Divine Comedy, Cary's Translation, Complete eBook

This eBook from the Gutenberg Project consists of approximately 602 pages of information about Divine Comedy, Cary's Translation, Complete.

v. 76.  From thence I came.] Giacopo del Cassero, a citizen of Fano who having spoken ill of Azzo da Este, Marquis of Ferrara, was by his orders put to death.  Giacopo, was overtaken by the assassins at Oriaco a place near the Brenta, from whence, if he had fled towards Mira, higher up on that river, instead of making for the marsh on the sea shore, he might have escaped.

v. 75.  Antenor’s land.] The city of Padua, said to be founded by Antenor.

v. 87.  Of Montefeltro I.] Buonconte (son of Guido da Montefeltro, whom we have had in the twenty-seventh Canto of Hell) fell in the battle of Campaldino (1289), fighting on the side of the Aretini.

v. 88.  Giovanna.] Either the wife, or kinswoman, of Buonconte.

v. 91.  The hermit’s seat.] The hermitage of Camaldoli.

v. 95.  Where its name is cancel’d.] That is, between Bibbiena and Poppi, where the Archiano falls into the Arno.

v. 115.  From Pratomagno to the mountain range.] From Pratomagno now called Prato Vecchio (which divides the Valdarno from Casentino) as far as to the Apennine.

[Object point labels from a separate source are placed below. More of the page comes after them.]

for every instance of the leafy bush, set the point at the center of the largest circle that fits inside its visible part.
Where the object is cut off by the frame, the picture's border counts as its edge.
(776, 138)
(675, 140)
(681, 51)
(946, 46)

v. 131.  Pia.] She is said to have been a Siennese lady, of the family of Tolommei, secretly made away with by her husband, Nello della Pietra, of the same city, in Maremma, where he had some possessions.

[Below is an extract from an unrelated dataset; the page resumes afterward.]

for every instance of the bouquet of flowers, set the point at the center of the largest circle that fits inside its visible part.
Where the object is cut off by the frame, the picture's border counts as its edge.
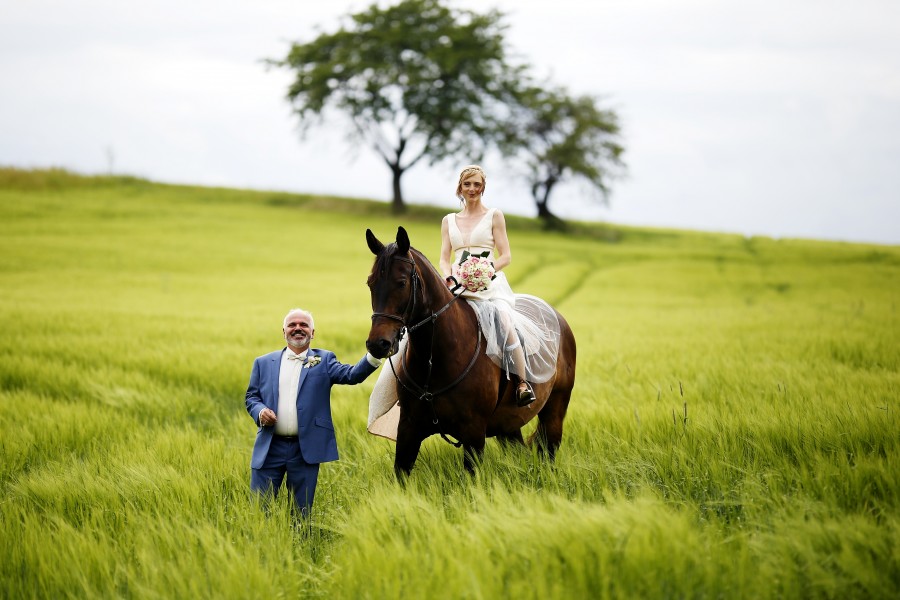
(475, 273)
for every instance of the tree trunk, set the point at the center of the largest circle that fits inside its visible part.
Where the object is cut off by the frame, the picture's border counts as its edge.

v. 14.  Of Arezzo him.] Benincasa of Arezzo, eminent for his skill in jurisprudence, who, having condemned to death Turrino da Turrita brother of Ghino di Tacco, for his robberies in Maremma, was murdered by Ghino, in an apartment of his own house, in the presence of many witnesses.  Ghino was not only suffered to escape in safety, but (as the commentators inform us) obtained so high a reputation by the liberality with which he was accustomed to dispense the fruits of his plunder, and treated those who fell into his hands with so much courtesy, that he was afterwards invited to Rome, and knighted by Boniface viii.  A story is told of him by Boccaccio, G. x.  N. 2.

v. 15.  Him beside.] Ciacco de’ Tariatti of Arezzo.  He is said to have been carried by his horse into the Arno, and there drowned, while he was in pursuit of certain of his enemies.

v. 17.  Frederic Novello.] Son of the Conte Guido da Battifolle, and slain by one of the family of Bostoli.

v. 18.  Of Pisa he.] Farinata de’ Scornigiani of Pisa.  His father Marzuco, who had entered the order of the Frati Minori, so entirely overcame the feelings of resentment, that he even kissed the hands of the slayer of his son, and, as he was following the funeral, exhorted his kinsmen to reconciliation.

v. 20.  Count 0rso.] Son of Napoleone da Cerbaia, slain by Alberto da Mangona, his uncle.